Las elecciones parlamentarias y las encuestas lo han demostrado. Incluso, una sumatoria arbitraria de porcentajes, y no del todo precisa ni concluyente, revela una notable intención de voto. Sumar a Petro, Fajardo y De la Calle se aproximaría al 50% del censo electoral que está dispuesto a votar. Después de una prolongada guerra que sirvió de “transformismo hacia la derecha”, la izquierda colombiana empieza a tener un futuro promisorio. No obstante, los retos son numerosos.

El primero será ampliar la democracia urbana y rural. Un dato de sumo interés. Las elecciones del plebiscito apenas movilizaron el 35% del censo electoral. Si tomamos una muestra más pequeña, p. e. Antioquia, es evidente que la ciudad no domina significativamente las elecciones colombianas. Medellín y los municipios aledaños representaron no más del 50% de la votación total del departamento. En muchos municipios antioqueños la votación total no superó el 27% del electorado. Estas cifras son todavía muy bajas. Por contraste, en las últimas elecciones parlamentarias en Italia votó más del 70% del electorado.

La izquierda colombiana deberá incorporar la masa del censo electoral urbano y rural que perdura en el anonimato de la abstención. Ensanchar la democracia parece ser la única manera de derrotar las maquinarias personalistas de los viejos partidos, un aspecto fundamental para ganar la presidencia y tener gobernabilidad en el Congreso. No obstante, el asunto parece importar muy poco. Petro y Fajardo han sido incapaces de constituir partidos políticos o de crear instituciones políticas duraderas. Y aquí es útil comparar de nuevo con el socialismo europeo. En gran medida, la longevidad de sus partidos socialistas se debió a que ampliaron la democracia urbana e incluso rural, como en Italia, con partidos de masas que propagaron la política con la ayuda de sindicatos, cooperativas, barberos, librerías, clubes sociales y clubes deportivos.

Este no es un llamado a la politización de la sociedad. Sólo quiero mostrar que la izquierda creció en ciertos parlamentos europeos creando instituciones nuevas y viejas para rivalizar con los partidos conservadores de los aristócratas y junkers. En Europa, estos partidos lucharon contra la abstención y enseñaron a votar a millones de campesinos y obreros que no conocían el sufragio. Si la izquierda pretende crecer en el Congreso colombiano, deberá crear nuevas instituciones y atraer las existentes -ligas agrarias, sindicatos, cabildos o JAC- para movilizar los electores apáticos.

Es innegable que la izquierda se ha perfilado en estas elecciones como una amenaza a largo plazo para el statu quo y la derecha colombiana. Pero un segundo reto será superar la historia de desunión; una tradición no propiamente colombiana. Las peleas entre el Polo, Petro y los Verdes recuerdan las viejas peleas entre la izquierda europea. Allí, los anarquistas, comunistas y socialistas no vivieron en armonía, aunque trabaran ocasionales alianzas. Las consecuencias saltan a la vista. En Inglaterra, los Laboristas hicieron alianzas con los Liberales que les permitió adueñarse del parlamento y realizar reformas sociales mientras que el Partido Socialista alemán nunca tuvo una buena relación con los Comunistas y el Partido de Centro Católico y por ello nunca logró tener mayorías parlamentarias que le permitiera aprobar sus anheladas reformas sociales.

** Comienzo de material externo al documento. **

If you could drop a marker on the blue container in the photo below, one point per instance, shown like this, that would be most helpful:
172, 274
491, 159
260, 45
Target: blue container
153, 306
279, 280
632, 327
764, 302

El último reto que deberán enfrentar los políticos será definir qué tipo de izquierda prevalecerá, en medio del amplio espectro político. Es claro que la facción que representa Petro infunde temor a gran parte del electorado o lo mantiene en la indiferencia más absoluta. La izquierda debe definirse en relación con sus rivales. Parte del fracaso en Rusia antes de la revolución bolchevique fue su extremo radicalismo que condujo a la extrema violencia con la que fue reprimida por parte de la aristocracia y del Zar (no olvidemos que unos anarquistas asesinaron al Zar Alejandro II). Estos actos, sumados a la torpe antipatía de Nicolás II por las reformas sociales, creó un abismo irreconciliable y sangriento.

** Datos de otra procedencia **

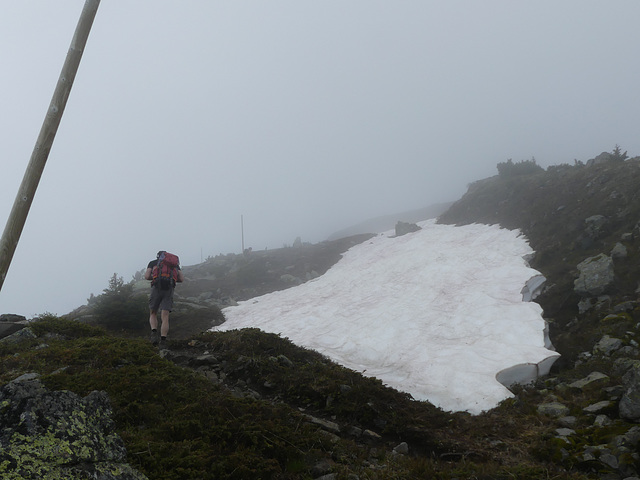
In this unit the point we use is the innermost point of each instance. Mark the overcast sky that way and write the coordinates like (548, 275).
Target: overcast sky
(304, 117)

En nuestro caso, las guerrillas giraron el país hacia la derecha. Y Petro, que surge de una de ellas, ha sumado a su fallida experiencia administrativa la torpeza de no tener una posición clara y distante del modelo venezolano. Todo esto lo envuelve en unas brumas que no disipará fácilmente en un futuro cercano.

Por otra parte, tengo mis dudas acerca de la conveniencia de una opción de izquierda que sea vista como extrema. En Italia, condujo a Mussolini; en Rusia, desencadenó una guerra civil sangrienta que implantó a Stalin; y en Alemania entronizó al nazismo. En Colombia, las guerrillas reavivaron el paramilitarismo. Ahora, en el campo electoral, Petro nos está conduciendo de nuevo a Uribe.

El lector se preguntará por qué el juego con tantos paralelos europeos. Sin duda, eran sociedades muy distintas a la nuestra. Yo mismo soy escéptico de pensar la historia como una maestra de vida o una serie de procesos repetibles en condiciones distintas. Sin embargo, es posible sacar una que otra lección del surgimiento de los partidos socialistas europeos.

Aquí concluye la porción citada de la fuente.